Worse, even the crowd of public pencil-pushers, usually deaf to any technology, as well as the corporate generally and proudly tech-
unsavvy yet sharp-minded bean-counters, had to take suddenly notice of Intel's jacked up price-tags, when the crowds of paper-pushers from accounting all of a sudden had to re-schedule bugdets (at overtime,
minutes past regular working hours!!), which were otherwise since decades set
once at the start of the fiscal period of the department.
No … Today, if anything, Intel is mostly known for "quality and performance, like it used to be" only still around the circles of (often bribed) academics (or other highly-educated rented loudmouths), and their even less informed corporate counterparts of perfect idiots (or the usual crowd of not even remotely any tech-savvy complete morons of most public IT-departments).
Other than that, especially Intel's
Xeon-brand in the server-space, is already basically mostly dead and a reason to look for alternatives – VMware's utter price-jacking also didn't really helped to leave the argument of any strategy of platform-homogeneity as a final kicker for Intel.
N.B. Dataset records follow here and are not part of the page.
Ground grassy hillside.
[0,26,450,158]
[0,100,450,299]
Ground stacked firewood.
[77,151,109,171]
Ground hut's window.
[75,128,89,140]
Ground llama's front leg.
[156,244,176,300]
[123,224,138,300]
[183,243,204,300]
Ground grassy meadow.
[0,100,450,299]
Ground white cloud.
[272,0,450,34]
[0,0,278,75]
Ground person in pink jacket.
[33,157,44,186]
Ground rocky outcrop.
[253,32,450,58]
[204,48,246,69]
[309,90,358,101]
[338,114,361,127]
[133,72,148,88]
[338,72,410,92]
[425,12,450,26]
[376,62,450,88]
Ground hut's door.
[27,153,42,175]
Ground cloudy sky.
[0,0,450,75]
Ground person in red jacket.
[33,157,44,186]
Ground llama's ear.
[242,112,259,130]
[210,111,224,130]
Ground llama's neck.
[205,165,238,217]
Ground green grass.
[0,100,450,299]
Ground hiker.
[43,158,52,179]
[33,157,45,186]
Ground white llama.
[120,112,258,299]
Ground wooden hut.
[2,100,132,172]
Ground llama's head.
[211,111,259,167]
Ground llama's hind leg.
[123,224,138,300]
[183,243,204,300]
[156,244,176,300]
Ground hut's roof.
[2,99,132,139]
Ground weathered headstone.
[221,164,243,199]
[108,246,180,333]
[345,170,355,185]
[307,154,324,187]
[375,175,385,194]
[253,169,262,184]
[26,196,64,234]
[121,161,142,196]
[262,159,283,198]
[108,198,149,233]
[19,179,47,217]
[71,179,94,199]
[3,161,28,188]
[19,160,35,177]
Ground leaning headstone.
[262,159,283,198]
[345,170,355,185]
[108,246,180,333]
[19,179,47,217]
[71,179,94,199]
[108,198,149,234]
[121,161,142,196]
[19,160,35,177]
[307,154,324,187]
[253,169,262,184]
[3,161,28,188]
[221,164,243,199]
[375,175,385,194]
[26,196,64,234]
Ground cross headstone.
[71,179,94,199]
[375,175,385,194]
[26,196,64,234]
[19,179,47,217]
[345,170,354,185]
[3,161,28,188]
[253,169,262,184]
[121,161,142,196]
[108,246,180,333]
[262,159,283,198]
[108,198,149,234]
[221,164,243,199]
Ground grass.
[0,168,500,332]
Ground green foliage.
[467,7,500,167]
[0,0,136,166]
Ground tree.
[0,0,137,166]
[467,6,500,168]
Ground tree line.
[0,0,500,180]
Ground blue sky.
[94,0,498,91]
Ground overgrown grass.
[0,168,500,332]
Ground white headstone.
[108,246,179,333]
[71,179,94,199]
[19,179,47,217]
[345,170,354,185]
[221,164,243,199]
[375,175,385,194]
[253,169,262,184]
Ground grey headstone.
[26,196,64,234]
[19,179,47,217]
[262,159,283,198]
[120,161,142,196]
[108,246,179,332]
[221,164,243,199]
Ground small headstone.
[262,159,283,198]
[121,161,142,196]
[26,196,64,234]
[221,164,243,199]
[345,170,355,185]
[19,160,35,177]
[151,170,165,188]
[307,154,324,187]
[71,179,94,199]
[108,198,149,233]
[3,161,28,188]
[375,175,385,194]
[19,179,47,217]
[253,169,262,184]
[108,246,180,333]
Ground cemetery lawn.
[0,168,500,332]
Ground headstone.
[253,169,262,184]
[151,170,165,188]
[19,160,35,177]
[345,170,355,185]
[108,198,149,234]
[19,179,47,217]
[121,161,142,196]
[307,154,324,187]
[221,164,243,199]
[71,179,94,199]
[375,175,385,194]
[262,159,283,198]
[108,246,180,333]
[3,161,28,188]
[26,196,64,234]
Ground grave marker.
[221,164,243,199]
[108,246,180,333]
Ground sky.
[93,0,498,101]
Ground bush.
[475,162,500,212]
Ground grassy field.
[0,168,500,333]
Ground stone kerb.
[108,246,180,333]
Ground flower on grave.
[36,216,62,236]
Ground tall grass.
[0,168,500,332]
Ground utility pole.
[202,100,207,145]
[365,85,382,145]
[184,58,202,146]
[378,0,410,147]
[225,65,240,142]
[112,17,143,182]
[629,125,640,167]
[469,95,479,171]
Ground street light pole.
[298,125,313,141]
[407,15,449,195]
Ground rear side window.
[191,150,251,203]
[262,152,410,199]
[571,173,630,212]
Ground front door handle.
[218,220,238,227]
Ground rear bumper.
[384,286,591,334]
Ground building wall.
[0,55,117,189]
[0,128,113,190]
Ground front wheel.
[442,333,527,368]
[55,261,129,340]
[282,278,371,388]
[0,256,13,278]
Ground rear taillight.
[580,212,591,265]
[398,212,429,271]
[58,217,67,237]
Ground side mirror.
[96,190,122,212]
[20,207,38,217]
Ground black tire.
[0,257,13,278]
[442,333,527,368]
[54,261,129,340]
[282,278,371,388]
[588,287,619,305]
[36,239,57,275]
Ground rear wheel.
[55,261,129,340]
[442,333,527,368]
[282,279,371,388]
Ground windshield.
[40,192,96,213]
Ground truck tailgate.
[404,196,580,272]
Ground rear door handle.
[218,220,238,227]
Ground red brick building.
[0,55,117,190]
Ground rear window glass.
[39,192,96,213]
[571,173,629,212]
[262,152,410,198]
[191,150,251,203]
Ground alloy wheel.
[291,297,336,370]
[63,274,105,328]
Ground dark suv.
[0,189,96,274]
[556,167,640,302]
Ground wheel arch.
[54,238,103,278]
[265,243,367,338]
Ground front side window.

Never mind Intel's inferior metrics for years on end on price, performance, efficiency and power-draw,
cooling-ability coolability, security or the corporate's world and businesses' need for predictability, with Intel having ever so often sneakily evovled their road-maps into factual "rolling releases".
That being said, if that deal goes through with Broadcom eventually taking over the whole of Intel's former product group and basically Intel as a whole
as is, save anything manufacturing … Then I wouldn't be even remotely surprised, if Broadcom not soon after ditches everything datacenter-CPU aka Xeon as a whole to either
IBM (if they even feel like it, for reasons of compatibility),
Google (to play with it) or
Hewlett Packard Enterprise (HPE, for nostalgic reasons of rememberance).
… or in a brilliant move of royal cajolery and rip-off to
Facebook for a unheard of sum, while they somehow managed to convince Facebook, that they now would "never again have to buy any CPUs ever again"!
Since not only is the Xeon brand as a whole exremely tranished by now in the business-world, but even the technical base for it from Intel is way too outdated technologically, to keep it running and bring forward any new products, to keep it within the portfolio – Save the few low-volume halo-SKUs, which are expensive asf to manufacture anyway.
Thus it would be basically mostly dead capital for Broadcom, so the chance of them selling Xeon as a whole I would consider as not really low.